When selling your business, the fundamental objectives should be to:
- Maximize the price
- Minimize the amount of Seller Financing
- Ensure the structure of the transaction gives you the best tax treatment and after tax dollars
- Close the transaction in a manner that absolutely minimizes any litigation risk after the business is sold
The best way to ensure these objectives are met is to follow a disciplined process which:
- Packages your business in a professional manner
- Develop and contact a thorough list of prospects so that the business is confidentially exposed to all potential buyers
- Screen and qualify interested parties as to their business acumen and financial capability
- Structure Letters of Intent that have all the key deal points agreed between the parties “up front”
- Ensure the due diligence is done completely and in writing as an exhibit to the legal documents
It is certainly possible for a business owner to follow the process described above.

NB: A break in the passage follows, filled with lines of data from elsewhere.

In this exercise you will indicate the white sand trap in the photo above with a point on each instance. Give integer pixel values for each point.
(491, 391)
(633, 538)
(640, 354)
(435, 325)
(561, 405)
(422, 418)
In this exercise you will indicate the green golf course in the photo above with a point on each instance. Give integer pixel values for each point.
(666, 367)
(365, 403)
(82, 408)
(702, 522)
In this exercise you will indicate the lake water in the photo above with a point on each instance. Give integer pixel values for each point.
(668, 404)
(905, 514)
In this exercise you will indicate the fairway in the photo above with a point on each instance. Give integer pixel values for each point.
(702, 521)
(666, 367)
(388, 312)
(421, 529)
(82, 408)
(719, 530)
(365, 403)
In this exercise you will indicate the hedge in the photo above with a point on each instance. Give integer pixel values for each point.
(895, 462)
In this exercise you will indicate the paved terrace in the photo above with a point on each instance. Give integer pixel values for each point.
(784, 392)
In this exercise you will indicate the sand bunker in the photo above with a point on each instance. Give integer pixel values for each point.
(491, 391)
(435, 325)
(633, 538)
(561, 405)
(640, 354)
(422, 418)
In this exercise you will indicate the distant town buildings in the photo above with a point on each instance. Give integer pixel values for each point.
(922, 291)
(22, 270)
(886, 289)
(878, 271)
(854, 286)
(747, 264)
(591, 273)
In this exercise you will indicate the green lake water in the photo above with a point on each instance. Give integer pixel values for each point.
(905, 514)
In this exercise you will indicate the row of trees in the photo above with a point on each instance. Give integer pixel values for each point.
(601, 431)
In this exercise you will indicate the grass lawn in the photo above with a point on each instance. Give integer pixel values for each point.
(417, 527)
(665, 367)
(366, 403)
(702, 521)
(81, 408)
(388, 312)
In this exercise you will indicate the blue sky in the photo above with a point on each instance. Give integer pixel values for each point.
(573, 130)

But most successful business owners we’ve met “know what they don’t know” and recognize their best interests are achieved by retaining an experienced, professional intermediary to facilitate the sale of their business.

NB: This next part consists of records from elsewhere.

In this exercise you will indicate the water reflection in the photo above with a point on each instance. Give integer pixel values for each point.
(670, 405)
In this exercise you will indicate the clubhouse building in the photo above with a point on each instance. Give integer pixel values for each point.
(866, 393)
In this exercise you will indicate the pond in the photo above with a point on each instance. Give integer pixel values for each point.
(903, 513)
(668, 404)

Clearly the intermediary will charge a fee (which should only be paid if the transaction closes). But the right M & A professional will add significant value in the transaction which should more than justify the fee paid.
Interview several business brokers before making your decision, and then ask for references of clients that have been through the process. Make sure one of the questions you ask the reference is; Do you believe Mr. Broker x added value in the transaction that was commensurate with the fee they were paid?